There might be different approaches you could take, but an approach that is similar to what you try would be to split the counting of different elements in an array into two steps:

  1. Counting the occurrence of the values in the domain.
  2. Counting the amount of times the occurrence is higher than zero.

We can use the global global_cardinality constraint to count the occurrences and then use a simply count constraint over its result.

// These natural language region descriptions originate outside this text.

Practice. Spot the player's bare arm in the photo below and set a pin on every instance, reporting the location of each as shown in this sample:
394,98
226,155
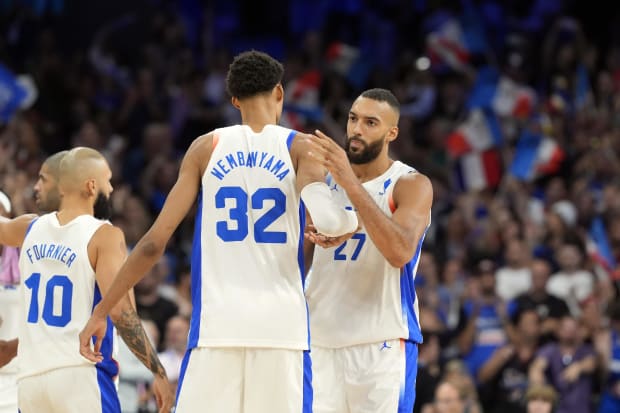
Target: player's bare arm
8,351
13,231
327,216
398,236
108,251
152,245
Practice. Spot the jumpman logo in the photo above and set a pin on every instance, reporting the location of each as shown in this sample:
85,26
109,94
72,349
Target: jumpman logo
385,186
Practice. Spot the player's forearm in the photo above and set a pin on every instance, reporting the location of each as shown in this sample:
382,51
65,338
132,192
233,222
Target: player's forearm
8,351
389,238
131,331
140,261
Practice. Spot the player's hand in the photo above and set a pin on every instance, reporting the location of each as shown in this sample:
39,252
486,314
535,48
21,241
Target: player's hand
163,393
96,327
333,158
324,241
8,350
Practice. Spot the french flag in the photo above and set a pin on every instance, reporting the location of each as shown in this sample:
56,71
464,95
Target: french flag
302,100
536,155
503,95
480,132
446,45
16,92
479,170
598,248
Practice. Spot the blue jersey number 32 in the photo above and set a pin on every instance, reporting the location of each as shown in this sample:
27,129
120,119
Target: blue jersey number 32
239,214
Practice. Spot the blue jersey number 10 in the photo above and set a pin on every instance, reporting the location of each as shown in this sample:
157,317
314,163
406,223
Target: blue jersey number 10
66,292
239,214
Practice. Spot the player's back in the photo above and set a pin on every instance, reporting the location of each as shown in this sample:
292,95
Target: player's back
59,291
246,273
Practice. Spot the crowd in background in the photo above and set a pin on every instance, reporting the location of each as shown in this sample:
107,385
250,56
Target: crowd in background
511,108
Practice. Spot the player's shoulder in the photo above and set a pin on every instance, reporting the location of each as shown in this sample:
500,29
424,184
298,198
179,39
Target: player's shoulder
107,232
411,179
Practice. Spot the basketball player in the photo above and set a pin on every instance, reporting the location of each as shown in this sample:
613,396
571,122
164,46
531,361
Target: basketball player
47,196
363,309
248,331
67,260
47,199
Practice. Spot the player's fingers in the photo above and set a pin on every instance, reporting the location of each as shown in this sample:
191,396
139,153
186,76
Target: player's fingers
325,140
98,342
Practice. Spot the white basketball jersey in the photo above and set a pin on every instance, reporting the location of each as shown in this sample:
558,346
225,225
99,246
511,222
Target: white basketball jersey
59,292
247,259
354,295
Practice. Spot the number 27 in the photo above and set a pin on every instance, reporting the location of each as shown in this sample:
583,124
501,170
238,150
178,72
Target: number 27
361,239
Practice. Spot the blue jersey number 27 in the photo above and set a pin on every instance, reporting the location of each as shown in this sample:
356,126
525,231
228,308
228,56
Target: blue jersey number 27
360,237
239,214
65,286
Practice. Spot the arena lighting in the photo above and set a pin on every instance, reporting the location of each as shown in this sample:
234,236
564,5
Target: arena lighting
422,63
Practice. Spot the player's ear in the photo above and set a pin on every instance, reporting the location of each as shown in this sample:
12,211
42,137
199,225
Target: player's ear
91,187
392,134
278,91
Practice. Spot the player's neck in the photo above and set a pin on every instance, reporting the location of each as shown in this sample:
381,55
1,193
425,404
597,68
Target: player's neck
368,171
71,208
256,113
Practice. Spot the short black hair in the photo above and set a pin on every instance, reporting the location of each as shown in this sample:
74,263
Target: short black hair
252,73
382,95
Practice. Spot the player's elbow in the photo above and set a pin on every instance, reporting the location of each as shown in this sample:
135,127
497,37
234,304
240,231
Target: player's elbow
152,247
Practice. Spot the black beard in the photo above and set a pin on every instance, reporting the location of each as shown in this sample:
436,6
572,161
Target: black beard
103,207
367,154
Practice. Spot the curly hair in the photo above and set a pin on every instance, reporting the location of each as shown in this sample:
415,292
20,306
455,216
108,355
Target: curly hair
252,73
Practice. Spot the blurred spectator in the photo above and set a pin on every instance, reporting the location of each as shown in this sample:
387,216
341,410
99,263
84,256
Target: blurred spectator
608,347
568,366
151,305
550,308
487,324
540,399
572,282
504,377
515,277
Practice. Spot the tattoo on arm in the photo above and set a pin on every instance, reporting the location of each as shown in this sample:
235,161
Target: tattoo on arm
130,329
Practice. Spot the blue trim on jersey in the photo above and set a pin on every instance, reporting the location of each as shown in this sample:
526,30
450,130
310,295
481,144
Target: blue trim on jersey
30,226
408,297
290,138
300,244
184,364
109,366
301,261
194,327
609,403
308,394
407,391
110,402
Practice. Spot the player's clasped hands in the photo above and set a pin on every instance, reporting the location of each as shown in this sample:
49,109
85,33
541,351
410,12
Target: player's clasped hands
324,241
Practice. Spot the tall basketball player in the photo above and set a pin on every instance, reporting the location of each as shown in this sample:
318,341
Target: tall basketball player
47,199
363,309
249,328
67,261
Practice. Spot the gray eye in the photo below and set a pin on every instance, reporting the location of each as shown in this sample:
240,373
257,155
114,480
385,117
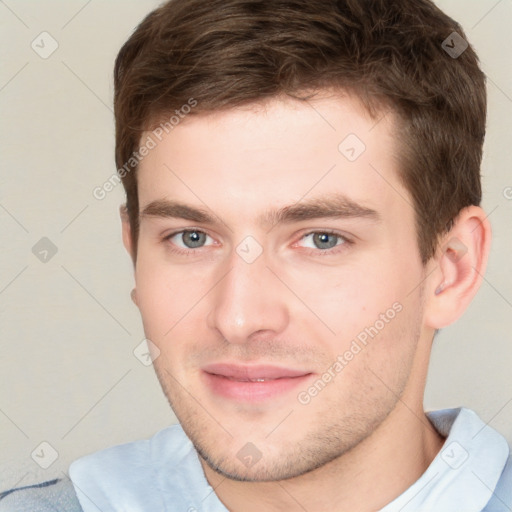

include "global_cardinality_fn";

array[1..n] of var int: occurrences = global_cardinality(YOURARRAY, [i | i in 1..n]);

var int: num_diff = count(o in occurrences) (o > 0);

Note, however, that this might not be the best code for your model. For some solvers global_cardinality might not be perform well enough. Similarly if your stopCountLeft contains variables, then that means that you are creating a array of optional variables, and global_cardinality might not be defined for optional variables.

Instead we can write an implication graph instead. The idea is still the same, but instead of counting the number of a value occurring, we just use a boolean value to signal wether the value is in use.

array[1..n] of var bool: occurs;

constraint forall(i,j in 1..n) (YOURARRAY[i] = j -> occurs[j]);

var int: num_diff = count(occurs);

Note that the problem with this approach is the exponential number of implications posted in the forall loop. However, I suspect that, with implications being small, it would perform reasonably well.